Wann hast du das letzte Mal eine Blume wirklich genau betrachtet? Welche Form ihre Blüten haben, welches Muster sie innen aufweist, wie sich die Blätter anfühlen. Wie viel es zu entdecken gibt, wenn man beginnt wieder ganz bewusst hinzusehen. Welcher Reichtum sich auftut.
Wenn wir die Natur auf diese Weise betrachten, dann beginnen wir auch die Menschen wieder anders zu betrachten.
Wann hast du deinen Partner oder deine Partnerin so genau betrachtet? Wie hat sich das Gesicht verändert? Welche Fältchen sind vielleicht dazu gekommen? Wie verändert sich die Augenfarbe im Licht des Tages?
Wir sehen uns gegenseitig ganz selten wirklich an. Wir taxieren einander, geben Urteile ab über Kleidung und Frisur, doch wirklich ansehen tun wir uns kaum.
In der Phase der Verliebtheit konnten wir nicht genug vom anderen bekommen und ihm oder ihr lang in die Augen sehen. Klar geht das nicht für immer, wir haben ja auch noch was anders zu tun ;) doch so ab und zu den anderen wieder genau zu betrachten, Veränderungen wahrzunehmen, Details zu erfassen und den anderen wirklich wieder zu sehen, ist so wertvoll.

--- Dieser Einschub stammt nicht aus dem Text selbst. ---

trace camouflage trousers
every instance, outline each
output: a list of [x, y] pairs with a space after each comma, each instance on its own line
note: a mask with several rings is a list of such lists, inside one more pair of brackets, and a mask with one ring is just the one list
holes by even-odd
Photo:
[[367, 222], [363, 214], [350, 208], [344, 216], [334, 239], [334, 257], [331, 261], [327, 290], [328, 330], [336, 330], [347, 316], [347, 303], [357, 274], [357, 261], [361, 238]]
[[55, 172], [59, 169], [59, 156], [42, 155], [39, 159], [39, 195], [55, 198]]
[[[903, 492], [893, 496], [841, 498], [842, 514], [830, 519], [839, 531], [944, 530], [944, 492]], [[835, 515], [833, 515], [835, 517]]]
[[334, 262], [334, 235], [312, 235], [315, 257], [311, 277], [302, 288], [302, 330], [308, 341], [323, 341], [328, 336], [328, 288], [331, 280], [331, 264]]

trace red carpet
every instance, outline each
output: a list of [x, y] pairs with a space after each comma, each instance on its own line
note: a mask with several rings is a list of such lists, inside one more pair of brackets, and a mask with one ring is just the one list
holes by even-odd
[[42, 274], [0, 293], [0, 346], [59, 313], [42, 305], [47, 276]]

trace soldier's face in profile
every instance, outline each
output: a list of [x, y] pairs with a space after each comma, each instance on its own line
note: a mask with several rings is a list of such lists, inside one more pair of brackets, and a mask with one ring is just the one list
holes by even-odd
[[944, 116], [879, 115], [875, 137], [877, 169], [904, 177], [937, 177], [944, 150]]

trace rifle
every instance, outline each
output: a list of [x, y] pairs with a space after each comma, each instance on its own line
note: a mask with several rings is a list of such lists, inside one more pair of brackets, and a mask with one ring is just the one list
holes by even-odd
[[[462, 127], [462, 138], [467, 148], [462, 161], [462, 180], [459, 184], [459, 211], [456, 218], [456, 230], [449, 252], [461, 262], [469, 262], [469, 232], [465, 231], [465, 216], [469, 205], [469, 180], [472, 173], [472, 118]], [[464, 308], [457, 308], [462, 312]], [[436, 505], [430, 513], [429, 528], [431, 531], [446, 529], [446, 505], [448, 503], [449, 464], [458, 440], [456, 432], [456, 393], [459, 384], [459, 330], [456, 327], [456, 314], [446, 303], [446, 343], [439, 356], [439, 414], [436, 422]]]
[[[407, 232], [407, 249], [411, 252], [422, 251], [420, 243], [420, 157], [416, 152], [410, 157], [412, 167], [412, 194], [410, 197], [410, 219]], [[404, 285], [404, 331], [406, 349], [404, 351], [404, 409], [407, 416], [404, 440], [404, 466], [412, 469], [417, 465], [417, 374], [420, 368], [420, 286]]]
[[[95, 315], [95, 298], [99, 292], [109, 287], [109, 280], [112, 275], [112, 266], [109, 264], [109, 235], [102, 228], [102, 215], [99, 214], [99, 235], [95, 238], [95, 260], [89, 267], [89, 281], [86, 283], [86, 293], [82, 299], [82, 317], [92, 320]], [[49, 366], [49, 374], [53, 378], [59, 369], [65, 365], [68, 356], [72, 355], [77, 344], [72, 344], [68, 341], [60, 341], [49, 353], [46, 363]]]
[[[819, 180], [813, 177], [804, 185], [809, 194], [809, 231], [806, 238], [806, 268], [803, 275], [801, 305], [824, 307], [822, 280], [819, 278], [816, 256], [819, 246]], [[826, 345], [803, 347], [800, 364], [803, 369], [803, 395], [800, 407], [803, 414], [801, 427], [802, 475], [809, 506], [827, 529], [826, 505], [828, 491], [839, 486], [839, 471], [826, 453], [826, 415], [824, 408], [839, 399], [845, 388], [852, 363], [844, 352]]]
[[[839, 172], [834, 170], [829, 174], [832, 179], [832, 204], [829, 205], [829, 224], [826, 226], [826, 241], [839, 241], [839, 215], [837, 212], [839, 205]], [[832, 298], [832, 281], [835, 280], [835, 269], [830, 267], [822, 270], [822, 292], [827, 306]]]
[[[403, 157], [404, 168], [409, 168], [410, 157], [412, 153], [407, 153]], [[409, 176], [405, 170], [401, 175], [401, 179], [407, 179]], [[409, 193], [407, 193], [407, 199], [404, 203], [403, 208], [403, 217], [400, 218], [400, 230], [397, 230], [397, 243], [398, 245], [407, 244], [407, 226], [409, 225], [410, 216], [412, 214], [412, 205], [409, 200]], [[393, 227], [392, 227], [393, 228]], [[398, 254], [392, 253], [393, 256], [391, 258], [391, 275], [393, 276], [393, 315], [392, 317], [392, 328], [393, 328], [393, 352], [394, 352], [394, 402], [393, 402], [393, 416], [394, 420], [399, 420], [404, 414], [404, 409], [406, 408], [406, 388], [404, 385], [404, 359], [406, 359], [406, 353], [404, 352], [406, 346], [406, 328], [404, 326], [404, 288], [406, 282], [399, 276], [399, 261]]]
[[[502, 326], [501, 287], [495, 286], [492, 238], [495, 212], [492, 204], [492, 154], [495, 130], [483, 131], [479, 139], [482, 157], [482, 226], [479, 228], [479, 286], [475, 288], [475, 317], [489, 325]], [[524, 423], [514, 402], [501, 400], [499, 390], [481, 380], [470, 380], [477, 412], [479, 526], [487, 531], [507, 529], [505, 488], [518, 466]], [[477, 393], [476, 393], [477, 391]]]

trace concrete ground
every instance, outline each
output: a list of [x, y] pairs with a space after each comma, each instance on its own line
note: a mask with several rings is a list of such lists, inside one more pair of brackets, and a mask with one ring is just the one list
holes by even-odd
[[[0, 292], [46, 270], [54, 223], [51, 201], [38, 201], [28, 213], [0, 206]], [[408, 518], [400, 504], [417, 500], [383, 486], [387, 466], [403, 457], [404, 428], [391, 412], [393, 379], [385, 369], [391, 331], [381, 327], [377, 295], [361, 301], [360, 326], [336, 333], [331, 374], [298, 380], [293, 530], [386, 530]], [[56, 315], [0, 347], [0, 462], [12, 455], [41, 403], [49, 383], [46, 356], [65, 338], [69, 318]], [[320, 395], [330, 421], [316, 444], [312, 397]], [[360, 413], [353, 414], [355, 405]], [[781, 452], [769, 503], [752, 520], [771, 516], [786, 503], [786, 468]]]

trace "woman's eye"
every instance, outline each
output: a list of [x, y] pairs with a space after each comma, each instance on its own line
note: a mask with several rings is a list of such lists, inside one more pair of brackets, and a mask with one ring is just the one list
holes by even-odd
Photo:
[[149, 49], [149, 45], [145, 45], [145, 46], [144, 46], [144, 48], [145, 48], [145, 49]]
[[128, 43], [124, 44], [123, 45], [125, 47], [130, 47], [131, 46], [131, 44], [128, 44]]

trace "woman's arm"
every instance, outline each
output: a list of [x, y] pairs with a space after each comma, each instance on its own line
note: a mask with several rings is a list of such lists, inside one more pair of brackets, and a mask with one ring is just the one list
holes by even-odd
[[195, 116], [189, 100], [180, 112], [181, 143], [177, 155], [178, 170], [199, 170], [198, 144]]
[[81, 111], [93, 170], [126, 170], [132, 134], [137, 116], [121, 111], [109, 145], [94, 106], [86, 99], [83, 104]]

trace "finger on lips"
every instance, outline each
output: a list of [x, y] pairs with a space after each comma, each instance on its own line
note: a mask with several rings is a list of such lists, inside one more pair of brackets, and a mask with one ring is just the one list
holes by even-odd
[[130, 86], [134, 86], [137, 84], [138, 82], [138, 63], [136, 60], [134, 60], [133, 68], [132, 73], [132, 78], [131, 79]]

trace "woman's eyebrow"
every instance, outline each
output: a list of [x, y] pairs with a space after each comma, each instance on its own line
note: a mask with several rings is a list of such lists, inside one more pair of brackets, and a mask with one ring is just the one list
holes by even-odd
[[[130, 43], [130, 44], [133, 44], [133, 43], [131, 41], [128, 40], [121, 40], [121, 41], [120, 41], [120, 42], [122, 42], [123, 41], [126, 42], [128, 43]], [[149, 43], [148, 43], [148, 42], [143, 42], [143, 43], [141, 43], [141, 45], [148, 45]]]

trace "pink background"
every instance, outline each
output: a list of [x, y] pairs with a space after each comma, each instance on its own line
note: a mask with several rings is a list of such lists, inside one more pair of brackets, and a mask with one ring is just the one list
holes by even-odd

Wer auf diese Weise liebevoll betrachtet wird, fühlt sich vielleicht anfangs komisch, doch es kann passieren, dass bereits nach kurzer Zeit Tränen fließen, weil man so sehr das Gefühl hat, das Gegenüber sieht einen wirklich. Das ist etwas das man nur erfahren kann, wenn man es macht und auf der anderen Seite zulässt.
Das geht nur in Langsamkeit und Ruhe. Sehen heißt verstehen, sagt man.
Werde wieder langsamer in deinem Tag, schau wieder genau hin, nimm dir Zeit für’s schauen.
Betrachte die Natur, nimm sie wahr, schau dir Wolken an und schau in die Ferne. Und dann nimm auf diese Weise auch die Menschen in deinem Leben wieder wahr. Wie es in dem Film Avatar so schön heißt:
Ich sehe dich
Was kann es Wertvolleres geben als gesehen zu werden. Wahrhaft gesehen zu werden.